Daniels can run (for president), but he can’t hide (from his record)

DANIELS CAN RUN (FOR PRESIDENT), BUT HE CAN’T HIDE (FROM HIS RECORD)…. In the latest pundit plea for Indiana Gov. Mitch Daniels (R) to run for president, David Brooks gushes that the governor “has spent his whole career preparing for this kind of moment.” The columnist added, “Daniels’s speeches are backed up by his record.”

The “record,” in Brooks’ vision, apparently starts in 2004. As Paul Krugman noted, it’s probably better to go back just a little further.
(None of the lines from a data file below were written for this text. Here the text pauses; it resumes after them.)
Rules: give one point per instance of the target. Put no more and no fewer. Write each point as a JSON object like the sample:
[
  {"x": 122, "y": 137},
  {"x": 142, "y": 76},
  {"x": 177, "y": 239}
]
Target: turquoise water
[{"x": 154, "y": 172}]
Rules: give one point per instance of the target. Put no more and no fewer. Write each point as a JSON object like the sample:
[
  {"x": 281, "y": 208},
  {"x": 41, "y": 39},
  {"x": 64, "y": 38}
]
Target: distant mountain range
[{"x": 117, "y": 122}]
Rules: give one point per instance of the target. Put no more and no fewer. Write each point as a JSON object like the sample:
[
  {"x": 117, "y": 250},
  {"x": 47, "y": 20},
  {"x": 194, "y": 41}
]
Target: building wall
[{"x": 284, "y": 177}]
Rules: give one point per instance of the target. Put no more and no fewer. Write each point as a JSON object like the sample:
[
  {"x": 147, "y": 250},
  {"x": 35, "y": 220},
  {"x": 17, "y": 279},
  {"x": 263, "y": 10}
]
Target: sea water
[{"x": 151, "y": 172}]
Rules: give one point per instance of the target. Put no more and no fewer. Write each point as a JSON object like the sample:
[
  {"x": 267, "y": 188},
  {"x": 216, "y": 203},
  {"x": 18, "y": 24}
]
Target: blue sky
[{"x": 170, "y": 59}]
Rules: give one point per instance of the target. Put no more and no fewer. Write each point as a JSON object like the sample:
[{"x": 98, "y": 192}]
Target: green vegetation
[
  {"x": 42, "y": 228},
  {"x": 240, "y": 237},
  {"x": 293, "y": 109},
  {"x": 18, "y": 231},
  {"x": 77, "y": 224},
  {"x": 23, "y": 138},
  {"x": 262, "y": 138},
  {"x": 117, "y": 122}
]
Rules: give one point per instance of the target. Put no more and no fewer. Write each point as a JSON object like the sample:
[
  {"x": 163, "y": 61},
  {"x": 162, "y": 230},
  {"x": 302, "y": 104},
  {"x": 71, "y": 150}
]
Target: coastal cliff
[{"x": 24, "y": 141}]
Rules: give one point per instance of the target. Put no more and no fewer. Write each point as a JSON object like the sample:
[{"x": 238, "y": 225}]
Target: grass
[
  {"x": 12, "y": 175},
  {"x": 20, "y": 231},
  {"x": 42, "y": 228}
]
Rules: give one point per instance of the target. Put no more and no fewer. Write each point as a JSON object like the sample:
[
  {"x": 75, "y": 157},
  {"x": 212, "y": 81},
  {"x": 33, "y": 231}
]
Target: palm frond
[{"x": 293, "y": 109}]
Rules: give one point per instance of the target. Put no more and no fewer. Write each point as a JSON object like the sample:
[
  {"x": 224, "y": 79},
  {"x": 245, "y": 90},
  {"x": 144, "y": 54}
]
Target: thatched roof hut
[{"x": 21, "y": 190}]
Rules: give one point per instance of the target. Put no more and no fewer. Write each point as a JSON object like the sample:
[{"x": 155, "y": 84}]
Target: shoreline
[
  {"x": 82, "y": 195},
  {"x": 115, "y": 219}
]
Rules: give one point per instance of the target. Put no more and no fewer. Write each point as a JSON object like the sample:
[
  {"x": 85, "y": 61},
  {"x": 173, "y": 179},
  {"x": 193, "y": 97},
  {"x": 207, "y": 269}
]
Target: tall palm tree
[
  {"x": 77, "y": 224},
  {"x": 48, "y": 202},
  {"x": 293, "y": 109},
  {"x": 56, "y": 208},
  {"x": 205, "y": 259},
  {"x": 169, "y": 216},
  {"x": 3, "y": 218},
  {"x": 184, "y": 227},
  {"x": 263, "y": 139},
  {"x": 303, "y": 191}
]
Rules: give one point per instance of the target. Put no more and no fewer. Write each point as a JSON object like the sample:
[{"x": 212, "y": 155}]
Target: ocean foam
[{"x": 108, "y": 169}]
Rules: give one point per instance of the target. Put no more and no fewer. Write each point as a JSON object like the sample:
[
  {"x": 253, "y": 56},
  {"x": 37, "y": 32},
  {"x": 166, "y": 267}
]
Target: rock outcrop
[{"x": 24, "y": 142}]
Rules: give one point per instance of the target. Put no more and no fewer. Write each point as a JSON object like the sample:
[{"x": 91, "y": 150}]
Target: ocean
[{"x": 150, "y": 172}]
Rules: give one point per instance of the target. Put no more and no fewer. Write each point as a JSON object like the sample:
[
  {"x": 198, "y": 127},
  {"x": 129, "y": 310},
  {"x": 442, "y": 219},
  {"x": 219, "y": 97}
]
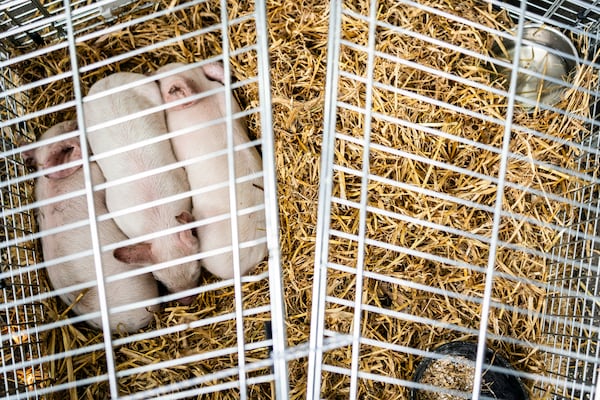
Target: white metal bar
[
  {"x": 317, "y": 324},
  {"x": 101, "y": 284},
  {"x": 241, "y": 337},
  {"x": 276, "y": 284},
  {"x": 489, "y": 277},
  {"x": 362, "y": 214}
]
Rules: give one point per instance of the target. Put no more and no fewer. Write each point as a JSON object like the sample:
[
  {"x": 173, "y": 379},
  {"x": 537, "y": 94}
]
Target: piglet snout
[{"x": 186, "y": 301}]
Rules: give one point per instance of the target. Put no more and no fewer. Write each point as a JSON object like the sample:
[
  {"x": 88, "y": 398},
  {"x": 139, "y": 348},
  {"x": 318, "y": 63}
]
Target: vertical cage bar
[
  {"x": 276, "y": 284},
  {"x": 317, "y": 327},
  {"x": 97, "y": 251}
]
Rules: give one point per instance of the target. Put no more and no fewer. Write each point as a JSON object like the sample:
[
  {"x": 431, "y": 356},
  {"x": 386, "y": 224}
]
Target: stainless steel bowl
[{"x": 538, "y": 53}]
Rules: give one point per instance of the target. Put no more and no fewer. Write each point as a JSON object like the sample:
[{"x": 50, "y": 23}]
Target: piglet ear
[
  {"x": 29, "y": 158},
  {"x": 187, "y": 237},
  {"x": 62, "y": 153},
  {"x": 137, "y": 254},
  {"x": 214, "y": 72},
  {"x": 185, "y": 217}
]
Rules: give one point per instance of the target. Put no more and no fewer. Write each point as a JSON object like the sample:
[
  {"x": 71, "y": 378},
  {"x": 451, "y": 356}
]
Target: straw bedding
[{"x": 298, "y": 43}]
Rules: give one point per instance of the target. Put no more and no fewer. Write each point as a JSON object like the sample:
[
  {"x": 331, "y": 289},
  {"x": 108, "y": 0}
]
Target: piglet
[
  {"x": 80, "y": 270},
  {"x": 203, "y": 141},
  {"x": 140, "y": 191}
]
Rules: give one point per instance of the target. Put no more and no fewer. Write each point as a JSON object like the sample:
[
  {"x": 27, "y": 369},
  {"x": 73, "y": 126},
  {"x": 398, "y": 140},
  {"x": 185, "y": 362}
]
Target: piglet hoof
[{"x": 186, "y": 301}]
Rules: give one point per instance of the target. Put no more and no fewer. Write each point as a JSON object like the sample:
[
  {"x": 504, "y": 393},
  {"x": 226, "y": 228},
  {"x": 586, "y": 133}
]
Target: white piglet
[
  {"x": 210, "y": 171},
  {"x": 148, "y": 189},
  {"x": 81, "y": 270}
]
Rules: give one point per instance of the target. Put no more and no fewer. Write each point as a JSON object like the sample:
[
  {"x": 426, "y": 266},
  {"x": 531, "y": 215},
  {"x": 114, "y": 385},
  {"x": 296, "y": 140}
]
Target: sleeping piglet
[
  {"x": 147, "y": 189},
  {"x": 80, "y": 270},
  {"x": 203, "y": 141}
]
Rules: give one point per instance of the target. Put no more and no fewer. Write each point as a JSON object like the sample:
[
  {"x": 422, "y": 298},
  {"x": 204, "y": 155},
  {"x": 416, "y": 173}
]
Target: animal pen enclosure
[{"x": 453, "y": 205}]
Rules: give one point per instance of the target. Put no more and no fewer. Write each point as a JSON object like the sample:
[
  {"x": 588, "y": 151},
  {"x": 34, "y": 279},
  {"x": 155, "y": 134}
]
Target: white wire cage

These days, Mitch Daniels is being held up as an icon of fiscal responsibility. There are a lot of reasons to question his actual stewardship in Indiana; but what I can’t forget is his key role in the squandering of the fiscal surplus Bush inherited. It wasn’t just that he supported the Bush tax cuts; the excuses he made for that irresponsibility were stunningly fraudulent.

So I just can’t take his current pose of deficit hawkishness seriously.

I have the same thought every time Daniels talks about fiscal issues, which is often. It’s an odd signature issue for a guy who led the Bush/Cheney budget office.

It was, after all, 10 years ago when George W. Bush signed his first massive tax-cut bill. At the time, he thanked three people for helping make it happen — Dick Cheney, then-Treasury Secretary Paul O’Neill, and his director of the Office of Management and Budget, Mitch Daniels.

It was that tax-cut package that helped eliminate the massive surplus Bush and Daniels had inherited from the Clinton administration, and began a sea of red ink that, ironically, Daniels is now concerned about.

When asked about this, Daniels tends to blame the end of the dot-com bubble for eliminating Clinton-era surpluses. The argument is utter nonsense, and has been thoroughly debunked.

For a guy who claims to consider the budget his top concern, Daniels doesn’t seem to know much about his signature issue.

In theory, this seems like a deal-breaker for Daniels’ presidential ambitions. The base already doesn’t trust him after his proposed “truce” on social issues, and his credibility on deficit reduction and fiscal responsibility is severely undermined by his Bush administration failures.

Brooks chose not to mention any of this, but for those who take these issues seriously, it’s a record Daniels can’t run away from.